Милка глубоко вздохнула, чтоб не сказать все, что ей хотелось сказать по этому поводу. Она еще продолжала любить примитивных провинциалов самой жалостливой любовью из всех возможных любовей на земле, и то состояние превосходства, которое росло и росло в ней, диктовало не грубый крик и насмешку, а королевскую снисходительность и участие в судьбах народов неразвитых, темных и слабых.
– Идемте, дети мои! – сказала она со всей нечеловеческой мягкостью.
Она поставила их перед японской системой, уверенная: если уж не искусство, то техника взорвет этого бедно-примитивно воспитанного мальчика. Кто же ходит в таких невообразимо широких штанах? Если бы хоть один из их школы пришел в подобных собирать макулатуру, его бы изъязвили так, что родителям не хватило бы зарплаты вылечить его, бедолагу. Похожий случай у них уже был. Мальчик загремел в больницу. К ним в класс приходил господинчик и поповским голосом учил их быть добрыми. Оказалось, врач-психиатр. Они чуть не лопнули от смеха… Ведь стоило купить парню нормальные джинсы – и он выздоровел. При чем здесь доброта? Джинсы или есть, или их нет.
– Ну? – спросила Павлика Милка, поставив его перед системой. – Этим ты тоже не горишь?
– Горит! Горит! – запричитала Машка, каким-то непостижимым чувством сообразившая, что надо бы ее Павлику восхититься всеми этими роскошными машинами. Машка даже подумала: полагается повосхищаться чем-нибудь у Милки… Хотя бы из вежливости. Они все-таки в гостях.

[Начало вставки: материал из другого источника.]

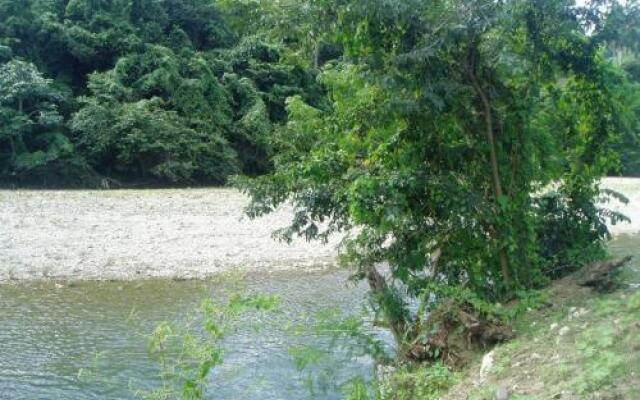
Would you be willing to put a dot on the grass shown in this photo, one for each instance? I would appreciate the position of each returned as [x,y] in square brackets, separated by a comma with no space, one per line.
[583,346]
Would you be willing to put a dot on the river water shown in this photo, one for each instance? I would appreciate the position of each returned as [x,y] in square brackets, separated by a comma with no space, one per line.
[89,340]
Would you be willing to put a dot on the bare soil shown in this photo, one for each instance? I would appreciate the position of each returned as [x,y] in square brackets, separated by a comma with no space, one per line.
[136,234]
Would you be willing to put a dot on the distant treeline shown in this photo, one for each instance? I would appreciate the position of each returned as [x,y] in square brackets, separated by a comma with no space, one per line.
[171,92]
[140,91]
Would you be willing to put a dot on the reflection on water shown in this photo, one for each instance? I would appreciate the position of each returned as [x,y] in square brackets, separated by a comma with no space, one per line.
[89,341]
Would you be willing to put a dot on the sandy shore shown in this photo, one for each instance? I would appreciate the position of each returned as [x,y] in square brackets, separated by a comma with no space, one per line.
[135,234]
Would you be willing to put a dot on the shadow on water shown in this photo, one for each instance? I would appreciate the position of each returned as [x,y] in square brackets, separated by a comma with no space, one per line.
[90,340]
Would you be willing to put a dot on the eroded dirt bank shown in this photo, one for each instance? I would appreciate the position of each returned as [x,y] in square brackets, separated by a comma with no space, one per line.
[133,234]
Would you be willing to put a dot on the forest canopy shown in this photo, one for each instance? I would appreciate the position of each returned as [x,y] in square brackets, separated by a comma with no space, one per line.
[139,91]
[180,92]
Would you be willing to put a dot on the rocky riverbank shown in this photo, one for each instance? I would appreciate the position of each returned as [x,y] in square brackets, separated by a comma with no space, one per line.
[180,234]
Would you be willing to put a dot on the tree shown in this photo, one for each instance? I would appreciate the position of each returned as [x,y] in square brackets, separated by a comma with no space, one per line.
[447,120]
[31,124]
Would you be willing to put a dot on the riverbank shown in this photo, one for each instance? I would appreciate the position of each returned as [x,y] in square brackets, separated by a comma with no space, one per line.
[572,344]
[141,234]
[165,233]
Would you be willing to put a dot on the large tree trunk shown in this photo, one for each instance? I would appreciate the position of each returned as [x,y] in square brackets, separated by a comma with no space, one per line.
[493,157]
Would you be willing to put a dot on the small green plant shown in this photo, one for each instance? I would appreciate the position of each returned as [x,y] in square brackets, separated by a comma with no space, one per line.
[188,353]
[417,383]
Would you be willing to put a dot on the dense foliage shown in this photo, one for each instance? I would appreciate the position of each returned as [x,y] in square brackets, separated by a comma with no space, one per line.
[140,91]
[462,147]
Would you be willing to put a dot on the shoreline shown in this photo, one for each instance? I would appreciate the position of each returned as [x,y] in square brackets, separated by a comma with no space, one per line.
[179,234]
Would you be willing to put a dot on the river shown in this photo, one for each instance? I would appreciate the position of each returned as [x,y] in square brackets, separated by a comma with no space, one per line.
[89,339]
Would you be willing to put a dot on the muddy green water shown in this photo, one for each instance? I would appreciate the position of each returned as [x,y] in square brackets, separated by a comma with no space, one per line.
[90,340]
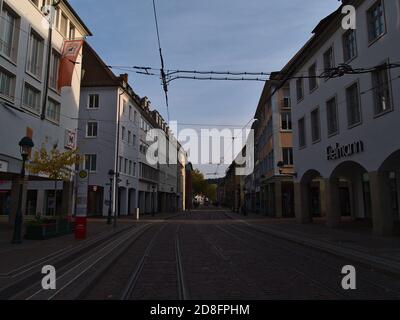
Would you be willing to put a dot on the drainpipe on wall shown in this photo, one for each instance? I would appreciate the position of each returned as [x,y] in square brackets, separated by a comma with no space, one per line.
[116,173]
[48,62]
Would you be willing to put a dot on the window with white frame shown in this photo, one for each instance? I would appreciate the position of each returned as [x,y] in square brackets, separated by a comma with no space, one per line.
[381,91]
[129,137]
[353,105]
[300,89]
[120,160]
[32,98]
[91,129]
[54,69]
[130,167]
[64,25]
[53,110]
[349,45]
[123,133]
[72,31]
[376,21]
[315,126]
[287,155]
[312,80]
[7,84]
[329,62]
[91,162]
[332,116]
[35,54]
[286,120]
[9,24]
[302,132]
[94,101]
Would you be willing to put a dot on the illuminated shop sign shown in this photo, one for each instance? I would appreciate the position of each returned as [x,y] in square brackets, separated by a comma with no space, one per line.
[338,152]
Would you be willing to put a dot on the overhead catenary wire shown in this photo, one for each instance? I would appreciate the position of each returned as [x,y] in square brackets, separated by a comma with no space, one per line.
[162,70]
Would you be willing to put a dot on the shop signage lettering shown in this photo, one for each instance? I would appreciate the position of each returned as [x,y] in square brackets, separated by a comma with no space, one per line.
[3,166]
[338,152]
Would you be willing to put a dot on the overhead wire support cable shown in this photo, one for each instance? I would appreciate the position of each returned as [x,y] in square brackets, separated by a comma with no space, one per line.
[162,70]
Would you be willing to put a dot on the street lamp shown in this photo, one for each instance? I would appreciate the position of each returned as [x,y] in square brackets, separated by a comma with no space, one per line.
[26,145]
[154,198]
[111,174]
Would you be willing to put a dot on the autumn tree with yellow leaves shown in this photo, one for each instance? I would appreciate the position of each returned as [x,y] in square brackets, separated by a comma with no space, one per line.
[56,165]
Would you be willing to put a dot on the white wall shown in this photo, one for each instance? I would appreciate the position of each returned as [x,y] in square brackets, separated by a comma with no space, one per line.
[379,134]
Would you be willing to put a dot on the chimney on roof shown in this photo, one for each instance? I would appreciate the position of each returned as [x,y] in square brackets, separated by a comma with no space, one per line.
[124,77]
[146,103]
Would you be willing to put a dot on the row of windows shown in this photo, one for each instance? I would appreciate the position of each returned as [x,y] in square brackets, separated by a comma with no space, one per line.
[382,104]
[127,166]
[9,37]
[92,131]
[93,102]
[149,173]
[31,97]
[376,28]
[61,22]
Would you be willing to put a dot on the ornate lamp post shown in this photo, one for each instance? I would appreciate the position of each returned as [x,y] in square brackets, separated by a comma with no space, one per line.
[26,145]
[111,174]
[153,200]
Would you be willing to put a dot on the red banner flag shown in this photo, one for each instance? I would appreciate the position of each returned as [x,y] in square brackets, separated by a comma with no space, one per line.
[70,54]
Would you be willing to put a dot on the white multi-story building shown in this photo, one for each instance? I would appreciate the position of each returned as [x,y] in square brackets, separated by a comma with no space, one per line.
[346,145]
[108,137]
[148,172]
[34,101]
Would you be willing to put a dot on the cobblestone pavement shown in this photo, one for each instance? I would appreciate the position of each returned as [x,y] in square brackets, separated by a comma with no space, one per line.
[205,254]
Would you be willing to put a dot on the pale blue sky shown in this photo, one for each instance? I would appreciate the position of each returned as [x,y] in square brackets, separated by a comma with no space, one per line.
[234,35]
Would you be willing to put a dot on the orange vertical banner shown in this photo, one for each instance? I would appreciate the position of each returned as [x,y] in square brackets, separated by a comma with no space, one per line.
[70,53]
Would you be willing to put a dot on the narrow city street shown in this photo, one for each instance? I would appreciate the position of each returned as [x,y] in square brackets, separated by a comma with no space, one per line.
[201,255]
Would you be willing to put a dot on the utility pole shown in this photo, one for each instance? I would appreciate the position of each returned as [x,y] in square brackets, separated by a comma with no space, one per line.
[50,14]
[1,7]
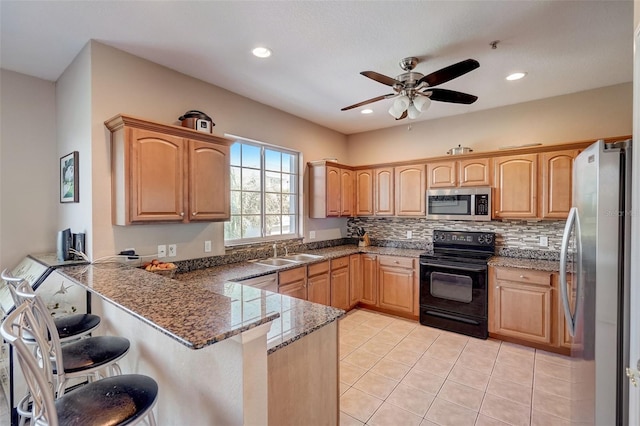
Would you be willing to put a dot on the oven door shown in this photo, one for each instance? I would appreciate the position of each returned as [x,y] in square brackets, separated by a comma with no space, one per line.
[454,287]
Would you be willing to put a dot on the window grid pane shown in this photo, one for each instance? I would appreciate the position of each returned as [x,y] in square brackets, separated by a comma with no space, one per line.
[264,192]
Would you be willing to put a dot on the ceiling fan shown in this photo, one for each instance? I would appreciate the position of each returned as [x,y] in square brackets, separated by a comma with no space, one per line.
[414,91]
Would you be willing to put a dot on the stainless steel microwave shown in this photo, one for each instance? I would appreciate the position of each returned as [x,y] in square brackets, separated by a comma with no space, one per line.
[472,203]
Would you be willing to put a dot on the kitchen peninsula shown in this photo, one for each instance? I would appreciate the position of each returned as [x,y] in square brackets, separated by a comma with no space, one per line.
[205,342]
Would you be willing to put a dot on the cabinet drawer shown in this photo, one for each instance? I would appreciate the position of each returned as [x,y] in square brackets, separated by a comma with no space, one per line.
[524,276]
[318,268]
[341,262]
[398,262]
[292,275]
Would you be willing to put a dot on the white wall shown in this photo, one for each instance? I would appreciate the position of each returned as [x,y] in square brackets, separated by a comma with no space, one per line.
[29,183]
[123,83]
[73,125]
[570,118]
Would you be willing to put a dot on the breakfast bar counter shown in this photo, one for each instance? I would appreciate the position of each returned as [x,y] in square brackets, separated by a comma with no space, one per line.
[222,352]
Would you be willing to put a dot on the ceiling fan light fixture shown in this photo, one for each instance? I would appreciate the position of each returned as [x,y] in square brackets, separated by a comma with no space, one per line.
[261,52]
[422,103]
[412,111]
[395,112]
[516,76]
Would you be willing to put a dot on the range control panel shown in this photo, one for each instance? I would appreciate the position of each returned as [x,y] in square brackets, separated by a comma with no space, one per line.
[464,239]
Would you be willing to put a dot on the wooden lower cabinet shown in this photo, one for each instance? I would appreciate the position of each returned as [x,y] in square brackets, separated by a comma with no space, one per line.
[396,283]
[355,279]
[369,279]
[525,307]
[293,282]
[318,284]
[340,283]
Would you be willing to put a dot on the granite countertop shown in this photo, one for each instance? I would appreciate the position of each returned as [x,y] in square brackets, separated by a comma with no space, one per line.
[535,264]
[195,316]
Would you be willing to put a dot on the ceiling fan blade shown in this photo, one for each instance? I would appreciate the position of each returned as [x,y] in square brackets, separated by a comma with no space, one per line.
[380,78]
[369,101]
[449,73]
[404,115]
[444,95]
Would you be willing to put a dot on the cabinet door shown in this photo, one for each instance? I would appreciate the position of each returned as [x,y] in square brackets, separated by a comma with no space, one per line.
[515,187]
[522,309]
[340,288]
[157,177]
[442,174]
[319,289]
[556,179]
[410,190]
[333,191]
[474,172]
[364,193]
[355,279]
[209,194]
[396,284]
[383,191]
[369,279]
[346,193]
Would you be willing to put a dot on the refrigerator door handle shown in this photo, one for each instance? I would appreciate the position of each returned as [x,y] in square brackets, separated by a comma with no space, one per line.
[564,250]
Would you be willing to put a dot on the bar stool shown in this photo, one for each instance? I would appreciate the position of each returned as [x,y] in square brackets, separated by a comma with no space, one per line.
[119,400]
[69,327]
[86,357]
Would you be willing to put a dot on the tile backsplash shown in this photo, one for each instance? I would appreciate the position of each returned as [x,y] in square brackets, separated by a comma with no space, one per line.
[516,238]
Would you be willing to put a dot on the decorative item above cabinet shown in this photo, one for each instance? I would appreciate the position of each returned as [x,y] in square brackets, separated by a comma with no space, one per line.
[165,173]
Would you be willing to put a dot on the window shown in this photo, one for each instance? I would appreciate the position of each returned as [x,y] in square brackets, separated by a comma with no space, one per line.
[264,193]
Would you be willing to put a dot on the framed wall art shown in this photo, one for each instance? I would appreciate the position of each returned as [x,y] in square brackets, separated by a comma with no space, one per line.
[69,189]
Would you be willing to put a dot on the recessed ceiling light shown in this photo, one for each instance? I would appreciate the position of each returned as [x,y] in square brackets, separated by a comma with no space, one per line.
[261,52]
[516,76]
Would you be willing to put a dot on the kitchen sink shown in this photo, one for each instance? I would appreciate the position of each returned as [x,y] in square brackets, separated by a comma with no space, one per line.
[302,257]
[275,261]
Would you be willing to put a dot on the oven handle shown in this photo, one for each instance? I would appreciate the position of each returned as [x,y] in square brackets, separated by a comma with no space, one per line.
[457,268]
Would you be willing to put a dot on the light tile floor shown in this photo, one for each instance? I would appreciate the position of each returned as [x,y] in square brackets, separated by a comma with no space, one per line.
[397,372]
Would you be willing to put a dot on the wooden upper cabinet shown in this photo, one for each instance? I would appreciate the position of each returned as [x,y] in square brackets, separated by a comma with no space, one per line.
[330,190]
[333,191]
[165,173]
[410,188]
[208,181]
[556,181]
[515,187]
[442,174]
[449,174]
[474,172]
[347,195]
[383,189]
[156,170]
[364,192]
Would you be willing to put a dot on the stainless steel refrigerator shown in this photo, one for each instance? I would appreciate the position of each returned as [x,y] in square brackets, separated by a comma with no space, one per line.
[594,283]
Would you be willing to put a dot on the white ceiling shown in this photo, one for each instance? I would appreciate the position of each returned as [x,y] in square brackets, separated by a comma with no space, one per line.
[319,47]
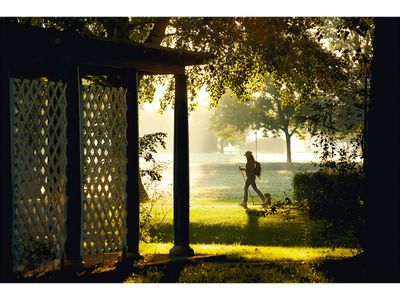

Система была что надо, и Павлик это оценил. Они сидели в мягких, круглых, как шары, креслах и все испытывали разное. Машка – щенячий восторг от всего, что ее окружало, Павлик – смущение и подавленность всем, что его окружало, а Милка – неудовлетворение, ибо сияние Машки хоть и приятно, но не главное. Главным был этот непонятный мальчик, который, как оказалось, принес к ней в комнату ту самую, открытую ею банку с крабами. Принес и поставил на стол, будто про рис и майонез ему ничего сказано не было.
– Или возьми обратно, или я выброшу в мусоропровод, – заявила она ему.
– Это твое дело, – ответил Павлик.
Ерунда все это – крабы, икра… Конечно, дефицит и все такое прочее, но у них в семье принято и к дефициту относиться как к вещам простым и распространенным. «Не делать культа!» А этот делает культ из жестяной банки. Она брезгливо взяла ее за отогнутую крышечку и понесла на кухню. Там она как можно громче стукнула дверцей мусоропровода, вернулась, села в кресло и посмотрела на своих гостей. Они молчали.
– Они бы все равно пропали. Жара. Открытые… – дала Милка несвойственное для себя самой разъяснение.
– Это было глупо, – сказал Павлик.
– Не надо делать из еды культа, – небрежно бросила Милка, чтобы оставить все-таки за собой последнее слово. На самом же деле ей уже хотелось уйти от этих проклятых крабов подальше…
– А что такое культ, по-твоему? – засмеялся Павлик. – Объясни!
– Культ? – Милка брезгливо сморщилась. – Культ личности. Культ тела… Культ еды…
– И прочие культяпки, – перебил ее Павлик. – Скажи лучше, что близко отсюда, чтоб посмотреть…
– Тебе, конечно, нужны музеи, – ответила Милка. – У тебя, конечно, культ музеев…
– Хватит, а? – миролюбиво сказал Павлик. – Я серый, темный, убогий… Так что же ближе?
Милка задумалась. Дело в том, что она уже побывала в Лувре и Дрезденской галерее. В Лувре – ей тогда было семь лет – она очень куда-то захотела. Бабушка сводила ее куда надо, а возвращаться в залы Милка не пожелала. Уперлась, закапризничала. И из-за нее бабушка так и не видела Мону Лизу.